Personal information
- Full name: Isabella Echeverri Restrepo
- Date of birth: 16 June 1994 (age 32)
- Place of birth: Medellín, Colombia
- Height: 1.75 m (5 ft 9 in)
- Positions: Centre back; defensive midfielder;

College career
- Years: Team / Apps / (Gls)
- 2013–2017: Toledo Rockets

Senior career*
- Years: Team / Apps / (Gls)
- CD Palmiranas
- 2016–2018: Houston Aces
- 2018–2019: Elpides Karditsas
- 2019: Houston Aces
- 2019–2022: Sevilla / 54 / (3)
- 2022: Monterrey / 8 / (0)

International career^{‡}
- 2014–2023: Colombia / 15 / (1)

Medal record
Women's football
Representing Colombia
Pan American Games
| Gold medal – first place | 2019 Lima | Team |

= Isabella Echeverri =

Colombian footballer (born 1994)

Isabella "Isa" Echeverri Restrepo (born 16 June 1994) is a Colombian former professional footballer who last played as a centre back for Liga MX Femenil club CF Monterrey and the Colombia women's national team.

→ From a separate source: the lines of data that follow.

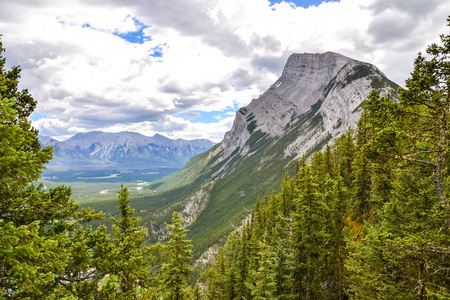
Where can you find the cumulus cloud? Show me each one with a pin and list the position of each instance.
(80, 62)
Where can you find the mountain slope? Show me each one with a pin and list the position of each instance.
(315, 100)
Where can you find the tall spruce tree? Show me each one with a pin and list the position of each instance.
(405, 253)
(177, 269)
(129, 266)
(40, 231)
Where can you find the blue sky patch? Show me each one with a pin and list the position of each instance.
(135, 37)
(303, 3)
(157, 51)
(36, 116)
(207, 117)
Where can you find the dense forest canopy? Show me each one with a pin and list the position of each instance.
(366, 218)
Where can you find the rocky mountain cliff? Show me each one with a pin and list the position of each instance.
(122, 151)
(317, 97)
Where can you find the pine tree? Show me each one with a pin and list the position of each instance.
(39, 230)
(129, 267)
(177, 269)
(309, 236)
(263, 283)
(405, 253)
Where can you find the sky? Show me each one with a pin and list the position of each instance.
(181, 68)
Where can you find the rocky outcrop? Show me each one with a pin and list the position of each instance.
(329, 86)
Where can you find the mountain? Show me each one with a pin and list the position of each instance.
(317, 98)
(104, 153)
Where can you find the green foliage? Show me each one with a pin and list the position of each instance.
(367, 218)
(177, 269)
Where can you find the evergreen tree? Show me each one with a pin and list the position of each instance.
(40, 230)
(177, 269)
(405, 253)
(309, 236)
(263, 283)
(129, 267)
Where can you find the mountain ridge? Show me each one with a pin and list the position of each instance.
(122, 151)
(317, 97)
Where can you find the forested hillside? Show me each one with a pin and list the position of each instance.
(367, 218)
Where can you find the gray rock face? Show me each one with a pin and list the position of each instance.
(331, 84)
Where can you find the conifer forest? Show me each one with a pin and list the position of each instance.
(368, 217)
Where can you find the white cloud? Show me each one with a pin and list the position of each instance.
(86, 77)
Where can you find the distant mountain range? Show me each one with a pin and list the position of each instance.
(316, 99)
(100, 154)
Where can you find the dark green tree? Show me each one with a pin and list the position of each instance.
(129, 267)
(177, 270)
(39, 229)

Born in Medellín, Echeverri played club football for Sevilla FC and CF Monterrey. She was part of the Colombia national team that participated at the 2015 FIFA Women's World Cup and 2016 Summer Olympics as well as winning the 2019 Pan American Games. After becoming a vocal critic of the Colombia national team leadership over workplace conditions, Echeverri retired from playing football at age 28.

==Career==

On 17 July 2019, Echeverri was announced at Sevilla on a permanent transfer. On 16 July 2021, she signed a new one-year contract with the club. On 25 May 2022, the club announced she would be leaving after making 59 total appearances for the club.

On 10 July 2022, Echeverri made her debut for Monterrey against San Luis.

In February 2023, Echeverri announced her retirement from football.

==International career==

On 8 September 2014, Echeverri was called up to the Colombia squad for the 2014 Copa América Femenina.

On 20 May 2015, Echeverri was called up to the Colombia squad for the 2015 FIFA Women's World Cup.

On 14 July 2016, Echeverri was called up to the Colombia squad for the 2016 Summer Olympics.

In 2018, Echeverri was called up to the Colombia squad for the 2018 Copa América Femenina.

==Activism==

In 2019, Echeverri and fellow Colombia teammate Melissa Ortiz spoke about alleged discrimination they faced from the Colombian Football Federation, involving being forced to pay for their own flights, made to wear old jerseys, and refusing to pay the players.

Echeverri was named a Save the Dream ambassador in December 2022.

Following her retirement, Echeverri became a Union & Player Relations Coordinator for FIFPRO.